In keeping with his campaign promise to make America safer, President Donald Trump’s crackdown on illegal immigration has resulted in the deportation of many criminal illegals, but he’s come up against legal brick walls in his efforts to suspend refugee arrivals and temporarily block visitors from countries that sponsor terrorists.
Now Homeland Security Secretary John Kelly is responsible for deciding what to do with the roughly 50,000 Haitians currently enrolled in the Temporary Protected Status program.
The Obama administration included Haiti in the Temporary Protected Status program shortly after the area was destroyed in January 2010 by an earthquake that killed approximately 300,000 people. Since then, all Haitians who came to the U.S. before Jan. 12, 2011 (legally or illegally) have been eligible to stay.
However, this protection for Haitians will expire on July 22, so the Trump administration has to decide by May 23 whether or not to extend their stay.
In an unorthodox move, the Trump administration is using the rate of crimes committed in the U.S. by Haitians as a litmus test in making this decision. Inquiries into the community’s criminal history were made in internal U.S. Citizenship and Immigration Services emails obtained by The Associated Press.
“The emails don’t make clear if Haitian misdeeds will be used to determine whether they can remain in the United States,” said the AP report, which notes that the decision to extend their stay would normally depend on whether conditions in their home country have improved enough for them to return. But the inquiries suggest that criminality will be factored into the decision, which falls to Kelly.
USCIS’ acting director James McCament said in an April 10 memo that the Haitians should go home, because Haiti is no longer in crisis despite its poverty and political instability.
The emails show that Homeland Security personnel are delving into many details about the Haitians here so that Kelly can make an informed decision.
“Please dig for any stories (successful or otherwise) that would show how things are in Haiti – i.e. rebuilding stories, work of nonprofits, how the U.S. is helping certain industries,” Kathy Nuebel Kovarik, the USCIS head of policy and strategy, wrote on April 28. “We should also find any reports of criminal activity by any individual with TPS. Even though it’s only a snapshot and not representative of the entire situation, we need more than ‘Haiti is really poor’ stories.”

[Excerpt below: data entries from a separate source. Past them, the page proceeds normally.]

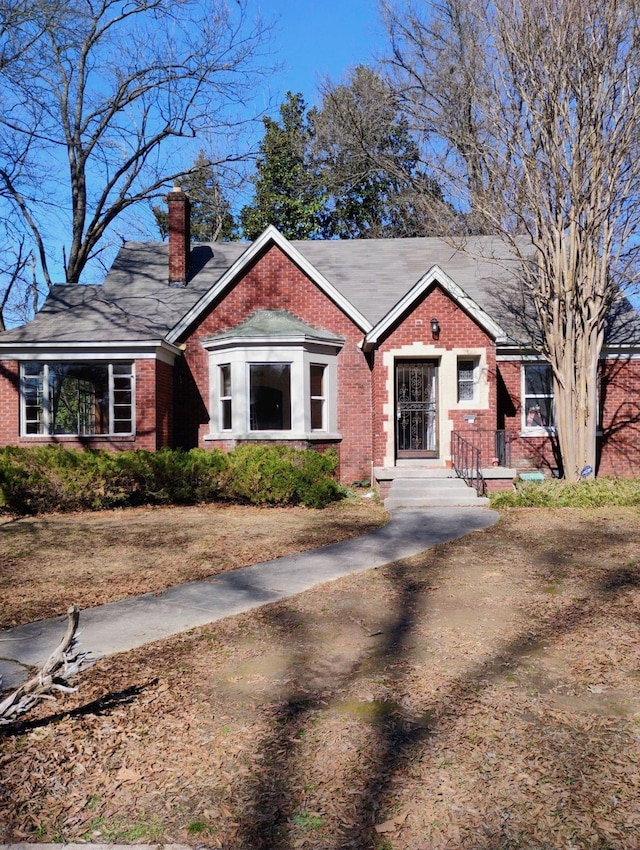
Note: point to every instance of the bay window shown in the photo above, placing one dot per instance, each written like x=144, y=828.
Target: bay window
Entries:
x=273, y=377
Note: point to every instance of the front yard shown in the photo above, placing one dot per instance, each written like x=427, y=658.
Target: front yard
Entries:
x=481, y=695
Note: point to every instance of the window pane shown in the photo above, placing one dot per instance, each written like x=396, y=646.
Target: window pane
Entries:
x=33, y=391
x=317, y=381
x=78, y=398
x=225, y=380
x=270, y=396
x=466, y=387
x=538, y=402
x=538, y=379
x=317, y=402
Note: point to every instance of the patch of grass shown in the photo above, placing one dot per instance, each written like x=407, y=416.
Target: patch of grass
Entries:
x=599, y=493
x=308, y=821
x=116, y=831
x=200, y=827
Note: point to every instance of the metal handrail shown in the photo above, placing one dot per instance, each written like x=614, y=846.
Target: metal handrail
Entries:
x=470, y=450
x=465, y=459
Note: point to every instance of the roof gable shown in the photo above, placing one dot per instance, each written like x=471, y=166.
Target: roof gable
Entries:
x=267, y=239
x=434, y=277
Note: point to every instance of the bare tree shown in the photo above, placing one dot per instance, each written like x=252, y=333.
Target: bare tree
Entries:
x=92, y=108
x=538, y=133
x=368, y=164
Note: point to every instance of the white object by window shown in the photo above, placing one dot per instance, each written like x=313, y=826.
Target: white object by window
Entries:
x=538, y=403
x=76, y=399
x=467, y=378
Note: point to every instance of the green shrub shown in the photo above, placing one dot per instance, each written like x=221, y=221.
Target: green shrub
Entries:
x=279, y=475
x=52, y=478
x=596, y=493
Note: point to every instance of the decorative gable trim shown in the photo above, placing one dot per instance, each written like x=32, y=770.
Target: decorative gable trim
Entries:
x=269, y=237
x=435, y=276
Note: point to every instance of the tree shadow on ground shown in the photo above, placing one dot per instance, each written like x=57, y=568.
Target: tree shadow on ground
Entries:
x=399, y=733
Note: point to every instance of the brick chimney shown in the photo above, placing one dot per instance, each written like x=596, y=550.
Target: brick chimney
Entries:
x=179, y=236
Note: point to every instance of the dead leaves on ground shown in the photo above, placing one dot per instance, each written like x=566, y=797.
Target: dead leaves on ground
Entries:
x=476, y=710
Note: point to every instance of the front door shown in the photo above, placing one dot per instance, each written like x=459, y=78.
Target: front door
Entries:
x=416, y=408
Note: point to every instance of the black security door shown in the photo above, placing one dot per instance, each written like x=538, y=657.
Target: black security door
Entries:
x=416, y=408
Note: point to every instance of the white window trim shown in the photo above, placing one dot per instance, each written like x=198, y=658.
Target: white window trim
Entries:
x=473, y=401
x=300, y=356
x=46, y=413
x=535, y=430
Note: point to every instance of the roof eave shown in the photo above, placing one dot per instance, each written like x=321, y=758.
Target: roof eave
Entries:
x=271, y=236
x=435, y=276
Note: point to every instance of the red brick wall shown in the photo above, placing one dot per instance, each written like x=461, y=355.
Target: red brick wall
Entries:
x=149, y=376
x=457, y=330
x=619, y=444
x=9, y=402
x=620, y=396
x=275, y=282
x=164, y=404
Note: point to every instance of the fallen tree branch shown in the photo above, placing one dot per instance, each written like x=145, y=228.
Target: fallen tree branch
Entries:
x=64, y=662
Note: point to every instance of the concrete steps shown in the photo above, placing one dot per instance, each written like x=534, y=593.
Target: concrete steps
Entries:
x=420, y=487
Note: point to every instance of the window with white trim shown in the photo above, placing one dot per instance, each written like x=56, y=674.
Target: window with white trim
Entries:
x=76, y=399
x=279, y=392
x=538, y=403
x=270, y=396
x=317, y=400
x=226, y=407
x=467, y=378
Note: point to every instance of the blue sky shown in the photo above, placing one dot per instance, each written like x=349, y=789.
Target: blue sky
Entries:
x=319, y=38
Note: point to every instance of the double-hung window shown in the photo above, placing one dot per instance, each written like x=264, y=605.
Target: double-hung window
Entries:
x=538, y=405
x=467, y=378
x=76, y=399
x=273, y=377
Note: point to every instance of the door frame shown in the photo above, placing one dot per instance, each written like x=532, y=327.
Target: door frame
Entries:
x=418, y=453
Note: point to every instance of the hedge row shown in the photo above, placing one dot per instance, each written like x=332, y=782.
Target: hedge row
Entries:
x=596, y=493
x=45, y=479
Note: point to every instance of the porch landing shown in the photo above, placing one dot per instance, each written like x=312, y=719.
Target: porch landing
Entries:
x=429, y=484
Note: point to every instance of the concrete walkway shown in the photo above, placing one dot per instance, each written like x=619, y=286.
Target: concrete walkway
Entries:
x=123, y=625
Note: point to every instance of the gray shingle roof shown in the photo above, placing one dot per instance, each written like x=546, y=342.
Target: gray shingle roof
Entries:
x=136, y=303
x=274, y=324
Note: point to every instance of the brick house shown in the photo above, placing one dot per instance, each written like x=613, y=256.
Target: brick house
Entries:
x=393, y=351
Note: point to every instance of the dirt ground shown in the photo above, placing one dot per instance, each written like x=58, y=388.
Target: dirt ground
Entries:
x=47, y=563
x=481, y=695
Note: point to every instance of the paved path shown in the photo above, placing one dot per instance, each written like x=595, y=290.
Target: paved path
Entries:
x=123, y=625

Much of the data was not available or very difficult to find, but the emails show that Haiti has benefited from roughly $1.3 billion in remittances from the United States in 2015. According to the AP report, “Officials said they could only guess how much came from the temporarily protected group, which comprise only a fraction of the estimated 954,000-strong Haitian diaspora in the United States.”
Puzzled by the inquiries about Haitian criminality, Maria Odom, a former Citizenship and Immigration Services ombudsman who served in the Obama administration, said the government already checks criminal histories of applicants and denies protections to those who’ve broken U.S. laws.
“You should not craft a humanitarian policy based on the few,” said Odom.